Inside Wall Street
MORE PHONE FUN FROM QUINTEL
With no Wall Street following to speak of, Quintel Entertainment (QTEL), a little-known provider of automatic phone answering and telephone amusements--horoscopes, tarot-card readings, and live psychic consultations--has nearly doubled this year, to 15 a share. The reason is simple: Sales are on a tear, and earnings climbed from 51 cents a share in 1995 to 76 cents last year--and are expected to hit $1.17 this year. That's not all. Soon, "the company is expected to sign a blockbuster deal with HFS, a global franchiser of hotels and other services," says a hedge-fund manager who has bought shares. "This deal will be a home run for Quintel, because it will be able to tap into the HFS database of 50 million customers," he asserts, to market its phone services.
Quintel has its own database of 30 million customers.
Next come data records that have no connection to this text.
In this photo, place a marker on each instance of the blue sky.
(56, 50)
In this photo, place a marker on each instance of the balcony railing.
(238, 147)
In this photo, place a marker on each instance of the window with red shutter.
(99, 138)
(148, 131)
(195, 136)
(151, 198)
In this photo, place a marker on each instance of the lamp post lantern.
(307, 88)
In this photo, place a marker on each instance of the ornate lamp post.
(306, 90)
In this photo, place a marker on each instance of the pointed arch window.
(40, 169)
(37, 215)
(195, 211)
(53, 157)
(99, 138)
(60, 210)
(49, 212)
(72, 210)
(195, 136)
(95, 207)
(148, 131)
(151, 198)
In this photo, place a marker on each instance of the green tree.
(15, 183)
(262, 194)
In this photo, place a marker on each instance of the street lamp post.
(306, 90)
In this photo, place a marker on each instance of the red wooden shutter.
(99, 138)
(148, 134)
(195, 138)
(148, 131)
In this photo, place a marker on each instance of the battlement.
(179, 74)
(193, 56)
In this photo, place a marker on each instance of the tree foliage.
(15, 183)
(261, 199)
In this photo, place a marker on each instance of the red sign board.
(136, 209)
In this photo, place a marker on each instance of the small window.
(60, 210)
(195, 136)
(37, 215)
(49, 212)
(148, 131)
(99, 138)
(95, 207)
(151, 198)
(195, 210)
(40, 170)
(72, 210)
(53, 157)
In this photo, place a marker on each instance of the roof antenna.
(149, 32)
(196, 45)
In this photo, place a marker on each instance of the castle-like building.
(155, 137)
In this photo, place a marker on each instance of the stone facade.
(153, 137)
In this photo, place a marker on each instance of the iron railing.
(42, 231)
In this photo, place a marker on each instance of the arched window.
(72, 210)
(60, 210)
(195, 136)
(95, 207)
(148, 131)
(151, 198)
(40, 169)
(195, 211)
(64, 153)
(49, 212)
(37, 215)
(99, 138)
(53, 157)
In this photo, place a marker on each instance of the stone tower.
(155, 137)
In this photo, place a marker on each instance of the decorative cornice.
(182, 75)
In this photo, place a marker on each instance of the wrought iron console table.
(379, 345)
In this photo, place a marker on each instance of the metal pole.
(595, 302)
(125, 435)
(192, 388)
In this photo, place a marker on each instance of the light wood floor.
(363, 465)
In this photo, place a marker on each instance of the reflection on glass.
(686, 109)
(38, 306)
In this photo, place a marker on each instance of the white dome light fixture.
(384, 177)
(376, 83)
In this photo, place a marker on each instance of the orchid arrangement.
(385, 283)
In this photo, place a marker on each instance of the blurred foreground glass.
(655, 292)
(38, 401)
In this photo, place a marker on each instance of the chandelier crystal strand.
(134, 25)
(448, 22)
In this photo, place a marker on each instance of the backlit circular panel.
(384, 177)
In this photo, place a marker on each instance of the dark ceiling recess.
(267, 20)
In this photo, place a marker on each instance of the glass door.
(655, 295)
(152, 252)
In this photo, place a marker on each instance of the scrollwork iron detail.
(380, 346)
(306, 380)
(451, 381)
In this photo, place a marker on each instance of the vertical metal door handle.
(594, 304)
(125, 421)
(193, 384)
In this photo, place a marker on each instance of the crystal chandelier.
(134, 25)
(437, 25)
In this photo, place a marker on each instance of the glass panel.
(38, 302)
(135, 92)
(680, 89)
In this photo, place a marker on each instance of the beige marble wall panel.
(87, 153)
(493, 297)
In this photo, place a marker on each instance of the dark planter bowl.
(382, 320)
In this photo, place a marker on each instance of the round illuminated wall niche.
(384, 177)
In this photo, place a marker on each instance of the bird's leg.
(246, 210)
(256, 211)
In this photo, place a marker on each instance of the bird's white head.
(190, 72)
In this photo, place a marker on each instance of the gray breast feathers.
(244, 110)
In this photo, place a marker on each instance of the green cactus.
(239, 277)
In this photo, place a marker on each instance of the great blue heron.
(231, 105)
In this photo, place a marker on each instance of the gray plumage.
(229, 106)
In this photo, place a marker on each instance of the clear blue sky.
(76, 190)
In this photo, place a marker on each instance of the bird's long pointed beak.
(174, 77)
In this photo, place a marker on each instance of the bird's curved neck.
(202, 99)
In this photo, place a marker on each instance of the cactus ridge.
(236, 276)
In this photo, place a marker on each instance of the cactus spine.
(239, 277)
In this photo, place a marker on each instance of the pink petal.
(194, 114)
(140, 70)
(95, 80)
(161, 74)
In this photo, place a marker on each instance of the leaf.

Quintel signed a marketing pact in 1996 with AT&T, whereby AT&T can offer Quintel services to win back customers who have switched to other phone companies. This AT&T link has upped sales in a big way. AT&T pays Quintel $60 to $70 for every customer it brings back.
With the HFS connection, Quintel's database balloons, which means it will help AT&T win even more subscribers. And more customers will let Quintel and HFS tap into other markets.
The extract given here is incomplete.